Beginning in the new year and concluding with the Super Bowl at the beginning of February, when it’s cold and everything is depressing, the NFL playoffs are short, sweet and strong in the TV ratings department.
Made up of just 11 games, the one-and-done tournament is one of the best products in all of professional sports and has produced 12 different champions over the last 20 seasons.
But, for some reason, NFL owners want to fix what isn’t broken and on Thursday approved a proposed CBA that would expand he NFL’s playoff field to include seven teams from each conference, 14 overall, starting this season.
As part of that expansion, only the top-seeded team from each conference would receive a bye in the first round of the playoffs and there would be six games on wild-card weekend instead of four.
If the players approve that plan and it goes into effect, the next NFL postseason will have more quantity, but the quality — and parity — will be reduced.
Prior to this year’s playoffs, teams that were seeded No.3-6 had only advanced to the Super Bowl 12 times — two No. 3s, seven No. 4s, one No. 5 and two No. 6s — since 1990, when the current 12-team playoff format was introduced.
In contrast, teams with a first-round bye had reached the Super Bowl 46 times in that span.
Broadening the sample to 1975 when the league instituted its seeding system, the No. 1 or No. 2 seeds had reached the Super Bowl 71 times while all other seeds got there just 17 times. In that same timespan, only 10 of the eventual 44 champions were seeded Nos. 3-6.
That means, historically, having a top seed and a first-round bye is nearly a prerequisite for making, and winning, the Super Bowl.
There was no change in that dynamic during this year’s playoffs as the No. 1-seeded 49ers took on the No. 2-seeded Chiefs in Miami.
However, had this season’s playoffs been played using the system which seems likely to be in place for the this season’s edition of the postseason, that may have not have been the case as the Chiefs, as a No. 2 seed wouldn’t have had a bye week and would have been forced to play the No. 7 seed on wild-card weekend.
In this case, that No. 7 seed would have been the Pittsburgh Steelers and the Chiefs would have, in all probability, wiped the floor with them and advanced. But, there’s no way to know the toll the game could have taken on their team.
What we can take a better guess at is that the first-round game between the Patrick Mahomes-led Chiefs and the Ben Roethlisberger-less Steelers would have been an unwatchable bloodbath, well below the quality of football NFL fans have come to expect on wild-card weekend.
So, by eliminating the bye week for the No. 2 seeds and instead forcing them to play No. 7 seeds over wild-card weekend the NFL will be creating a trio of major problems.
1. Earning a No. 1 seed and a bye week will make it even more of a lock that the top seed from each conference will make it to the Super Bowl than it already is. Already rare in the NFL playoffs, Cinderella stories of low-seeded teams making it to the first weekend in February will cease to be written.

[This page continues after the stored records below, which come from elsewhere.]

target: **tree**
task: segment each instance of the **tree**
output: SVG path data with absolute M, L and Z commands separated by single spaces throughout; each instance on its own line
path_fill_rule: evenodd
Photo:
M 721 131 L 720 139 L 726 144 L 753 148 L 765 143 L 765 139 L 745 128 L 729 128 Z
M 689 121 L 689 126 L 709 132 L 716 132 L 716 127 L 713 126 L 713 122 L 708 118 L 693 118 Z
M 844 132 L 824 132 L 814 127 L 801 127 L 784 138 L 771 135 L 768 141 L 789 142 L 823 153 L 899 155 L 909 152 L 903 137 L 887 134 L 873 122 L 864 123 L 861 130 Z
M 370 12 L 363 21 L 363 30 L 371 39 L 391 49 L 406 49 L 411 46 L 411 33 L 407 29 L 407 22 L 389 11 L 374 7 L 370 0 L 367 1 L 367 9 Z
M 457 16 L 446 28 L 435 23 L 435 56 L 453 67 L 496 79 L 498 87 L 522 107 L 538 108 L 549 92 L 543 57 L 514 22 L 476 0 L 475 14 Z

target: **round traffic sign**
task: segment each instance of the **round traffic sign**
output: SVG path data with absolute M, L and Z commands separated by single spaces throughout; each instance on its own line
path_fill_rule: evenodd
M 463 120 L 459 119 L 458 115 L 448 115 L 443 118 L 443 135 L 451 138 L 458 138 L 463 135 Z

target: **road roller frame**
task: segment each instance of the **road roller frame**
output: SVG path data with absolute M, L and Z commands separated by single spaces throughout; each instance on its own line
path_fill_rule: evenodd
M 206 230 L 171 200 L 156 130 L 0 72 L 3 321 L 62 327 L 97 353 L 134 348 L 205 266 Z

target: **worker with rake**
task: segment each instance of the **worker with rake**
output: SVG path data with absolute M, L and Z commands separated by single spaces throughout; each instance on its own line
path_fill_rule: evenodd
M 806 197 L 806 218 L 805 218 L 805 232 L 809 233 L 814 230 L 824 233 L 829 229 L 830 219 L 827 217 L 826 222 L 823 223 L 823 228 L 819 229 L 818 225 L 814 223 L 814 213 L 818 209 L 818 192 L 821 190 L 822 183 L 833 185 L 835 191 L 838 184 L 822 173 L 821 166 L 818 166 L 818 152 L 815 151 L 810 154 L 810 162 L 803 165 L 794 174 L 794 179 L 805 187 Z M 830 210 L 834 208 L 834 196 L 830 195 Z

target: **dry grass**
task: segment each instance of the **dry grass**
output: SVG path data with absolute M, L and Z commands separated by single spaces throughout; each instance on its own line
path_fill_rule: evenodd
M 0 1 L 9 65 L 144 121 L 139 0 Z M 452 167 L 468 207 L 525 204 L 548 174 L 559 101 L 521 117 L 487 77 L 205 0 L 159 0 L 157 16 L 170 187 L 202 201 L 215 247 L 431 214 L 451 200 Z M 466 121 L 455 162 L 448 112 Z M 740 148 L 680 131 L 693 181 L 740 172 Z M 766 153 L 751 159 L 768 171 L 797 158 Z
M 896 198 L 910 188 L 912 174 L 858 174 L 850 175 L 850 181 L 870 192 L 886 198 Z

2. Since earning a No. 2 seed will no longer include a bye week, teams will no longer make it as much of a priority to lock down the second seed. Knowing they’ll have to play on wild-card weekend anyway, NFL teams may choose to rest players even earlier in the season or not pull out all the stops in their final games in order to secure the No. 2 seed. The result? Less-than-NFL-caliber football starting earlier than it usually does (Week 17).
3. The issue of low-quality football has massive potential to drag into wild-card weekend too as now No. 2 seeds, instead of resting, will play against No. 7 seeds, the majority of whom will probably be .500 or worse. Sure, there is potential for some of these games to be good, but the odds are they’ll generally be boring slogs in comparison to what the NFL currently offers over wild-card weekend.

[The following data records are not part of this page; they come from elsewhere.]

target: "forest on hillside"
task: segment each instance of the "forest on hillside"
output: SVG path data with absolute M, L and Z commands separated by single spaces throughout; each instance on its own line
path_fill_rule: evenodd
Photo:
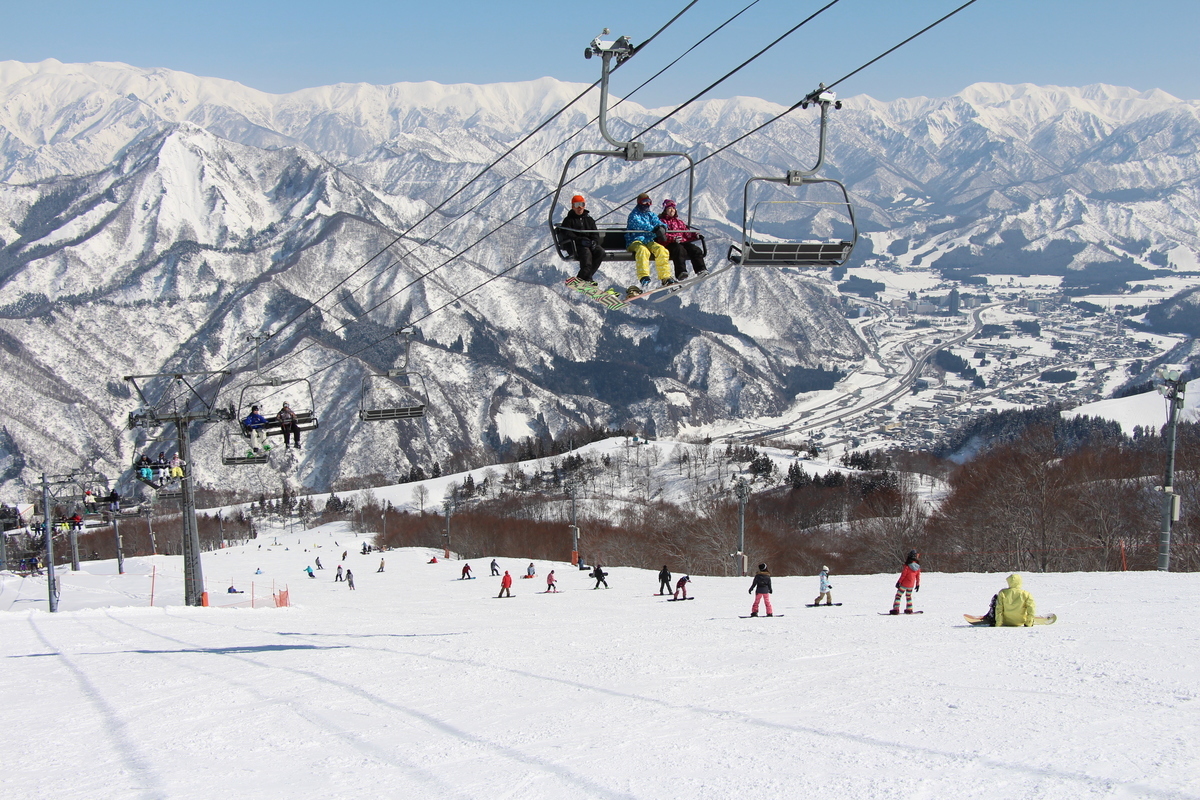
M 1159 431 L 1124 436 L 1103 420 L 1064 420 L 1058 409 L 1003 412 L 977 419 L 932 452 L 850 452 L 842 469 L 824 472 L 803 450 L 781 469 L 778 455 L 750 445 L 629 446 L 599 457 L 571 452 L 603 433 L 523 441 L 517 450 L 537 460 L 494 465 L 444 498 L 429 497 L 419 484 L 419 511 L 393 508 L 369 491 L 356 503 L 354 495 L 336 492 L 324 500 L 297 497 L 284 485 L 277 497 L 263 494 L 231 518 L 202 516 L 202 546 L 252 539 L 264 517 L 292 520 L 298 531 L 351 520 L 381 548 L 569 561 L 573 496 L 585 563 L 648 569 L 666 563 L 680 573 L 733 575 L 742 568 L 733 556 L 740 481 L 749 490 L 746 561 L 765 561 L 780 575 L 815 574 L 824 565 L 842 574 L 887 572 L 914 548 L 933 572 L 1157 564 L 1163 505 L 1157 488 L 1166 462 Z M 1179 426 L 1176 452 L 1174 488 L 1183 513 L 1173 526 L 1171 568 L 1195 571 L 1200 426 Z M 178 515 L 120 526 L 126 555 L 180 552 Z M 111 529 L 81 537 L 85 555 L 112 558 L 115 548 Z

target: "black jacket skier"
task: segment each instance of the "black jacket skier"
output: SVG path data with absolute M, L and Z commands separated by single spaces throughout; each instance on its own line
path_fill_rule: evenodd
M 592 577 L 596 579 L 596 585 L 592 587 L 593 589 L 599 589 L 600 584 L 602 583 L 604 584 L 605 589 L 608 588 L 608 581 L 604 580 L 608 577 L 608 573 L 601 569 L 599 564 L 596 565 L 596 568 L 592 570 L 591 574 Z
M 592 276 L 604 262 L 604 248 L 600 245 L 600 233 L 596 229 L 596 220 L 583 207 L 583 197 L 575 195 L 571 198 L 571 210 L 563 217 L 558 229 L 558 238 L 563 249 L 579 261 L 580 280 L 591 281 Z
M 750 592 L 754 593 L 754 605 L 750 609 L 750 616 L 758 616 L 759 602 L 766 604 L 768 617 L 775 616 L 775 611 L 771 608 L 771 573 L 766 564 L 758 565 L 758 572 L 754 573 L 754 583 L 750 584 Z
M 754 583 L 750 584 L 750 591 L 746 594 L 771 594 L 770 570 L 760 564 L 758 572 L 754 573 Z
M 663 564 L 663 568 L 658 573 L 658 593 L 667 594 L 671 591 L 671 570 L 667 569 L 667 565 Z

By messing with a good thing and eliminating the two byes, NFL owners will be adding the revenue from two extra playoff games to their pockets. But, at the same time, they’ll be eliminating some of the parity and unpredictability that has made the NFL playoffs must-see TV for decades. With the addition of the two games, they’ll also be watering down a product that was nearly perfect as is.
In 2014, NBA owner Mark Cuban predicted the greed of NFL owners to pad their bankrolls by putting out an inferior product would ultimately lead to the league’s downfall.
“I think the NFL is 10 years away from an implosion,” Cuban said six years ago. “I’m just telling you: Pigs get fat, hogs get slaughtered. And they’re getting hoggy … When you try to take it too far, people turn the other way. I’m just telling you, when you’ve got a good thing and you get greedy, it always, always, always, always, always turns on you. That’s rule No. 1 of business.”
While he may have been a bit hasty in predicting the league’s demise, Cuban was dead-on about NFL owners trying to give their fans too much of a good thing.
It likely won’t come back to bite ‘em in 2020 because fans will be excited to see how the new playoff format will work, but things may change once the bloom is off the rose. And it will come off.